To what extent this combination of literal and figurative grasp, this energizing overlay of rightness and righteousness, is illusory is difficult to say. Certainty in itself can exert influence, principles can be swayed by example, and the playing field adjusted to match the diagram.

"Real" or not, though, it can be lost. Rectitude can be muddied and clarity confused. Or simply trampled by those who refuse to listen: Moral deafness is learnable. It may even be a duty. What's sociopathy except loyalty to a value system which precludes parley? The Indian fighter bereft of Indians; the blood-feuding patriarch faced with rule of law; the CEO valuing stock price over customer or worker; the born-again valuing catchphrase over deed....

He began to check it through, calculating it as though it were a poker hand whose contents he knew, but which was held by an opponent who did not play by the same rules he did, or even the same game.

And so the investor pulls out, the team is laid off, the state stops funding, the cops start busting heads, the troops open fire, the amendment passes almost unnoticed....

And then it's gone. The godhead lifts. The champions fall.

I will confess that for a time I subscribed to a higher opinion of our Deputy than I had previously held. That was yesterday. Today the mercury of my esteem has sunk quite out of sight....

What's left to defend but some contested graves? When pressed, we remember with a mix of pride and embarrassment our own sincerity, and with confused bitterness the sincerity of others who lost more.

And horribly, there's no choice but to start again. We change our subscriptions, re-enlist in a different army, but the pattern stays the same. We again pledge allegiance to these manufactures a job, a family, a project, a movement, a church, a party, a town and, forever lacking control, we dedicate or squander our lives to mere hope for influence.

Again the abstraction seems miraculously held aloft, transfixed by the combined intensities of our good wills and again crashes down.

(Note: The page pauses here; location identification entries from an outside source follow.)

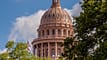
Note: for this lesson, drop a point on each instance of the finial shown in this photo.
(55, 3)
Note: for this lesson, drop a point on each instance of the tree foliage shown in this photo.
(17, 51)
(91, 32)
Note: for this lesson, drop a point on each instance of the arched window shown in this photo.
(59, 32)
(46, 52)
(47, 32)
(53, 52)
(69, 32)
(64, 32)
(43, 33)
(53, 32)
(39, 34)
(59, 52)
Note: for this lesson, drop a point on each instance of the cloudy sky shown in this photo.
(19, 19)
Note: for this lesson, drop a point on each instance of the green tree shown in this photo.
(17, 51)
(91, 32)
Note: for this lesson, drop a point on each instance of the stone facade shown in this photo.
(54, 27)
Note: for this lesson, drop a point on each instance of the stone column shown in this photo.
(35, 52)
(48, 49)
(41, 49)
(62, 33)
(37, 49)
(55, 49)
(67, 33)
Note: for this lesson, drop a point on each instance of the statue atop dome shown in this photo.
(55, 3)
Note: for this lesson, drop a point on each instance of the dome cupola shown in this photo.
(55, 14)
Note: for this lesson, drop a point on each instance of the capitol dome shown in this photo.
(56, 15)
(55, 26)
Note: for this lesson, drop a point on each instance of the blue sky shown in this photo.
(11, 9)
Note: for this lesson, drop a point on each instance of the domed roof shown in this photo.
(55, 14)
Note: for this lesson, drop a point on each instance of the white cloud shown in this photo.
(25, 27)
(2, 51)
(75, 11)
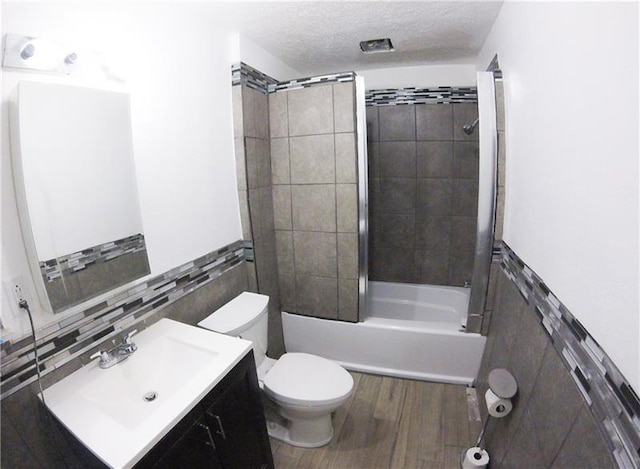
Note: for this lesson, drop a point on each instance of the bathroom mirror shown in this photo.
(74, 174)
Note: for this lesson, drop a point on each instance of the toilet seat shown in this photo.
(307, 380)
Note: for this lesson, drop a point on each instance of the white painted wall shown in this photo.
(419, 76)
(181, 115)
(247, 51)
(571, 96)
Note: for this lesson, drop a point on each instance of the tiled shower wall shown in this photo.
(315, 197)
(423, 192)
(188, 293)
(253, 164)
(574, 409)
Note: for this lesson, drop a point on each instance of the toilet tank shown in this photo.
(246, 317)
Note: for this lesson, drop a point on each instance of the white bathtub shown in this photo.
(412, 331)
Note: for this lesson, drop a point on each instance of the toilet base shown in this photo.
(280, 432)
(307, 433)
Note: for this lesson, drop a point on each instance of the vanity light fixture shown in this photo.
(27, 51)
(376, 45)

Was there a jostle? a lapse of attention? We walk or we're carried away from the gambling table we took for altar.

Better luck next time?

When he looked up to meet the eyes that watched him from the glass behind the bar, no longer friendly, he saw that what had been bound to pass had already quickly passed.

* * *

The Western takes as an interesting given that peculiar American expectation: a mobility neither exile nor nomadic, making a (discardable) home within communities nesting out from self, to family, to neighbors, to fellow laborers, and on to Mr. Smith in Washington, all able to simultaneously satisfy some rudimentary sense of justice, offer some hope of personal advancement, and satiate the wealthy.

The Western yokes action with negotiation, idealized characters with real history.

Warlock isn't a great novel "in spite of" its genre. Its atypical power is thoroughly drawn from the generic.

To quote Hall's frequently quoted "Prefatory Note":

... by combining what did happen with what might have happened, I have tried to show what should have happened.

"What might have happened" doesn't encompass "what could not have". "Should have" allows the heroic. "Did" requires the tragic.

"I have thought," the judge said bitterly, "that things were so bad they couldn't get any worse. But they have got worse today like I wouldn't believe if I didn't hear it going on. And maybe there is no bottom to it."

"Bottom to everything," the sheriff said, holding up the bottle and shaking it.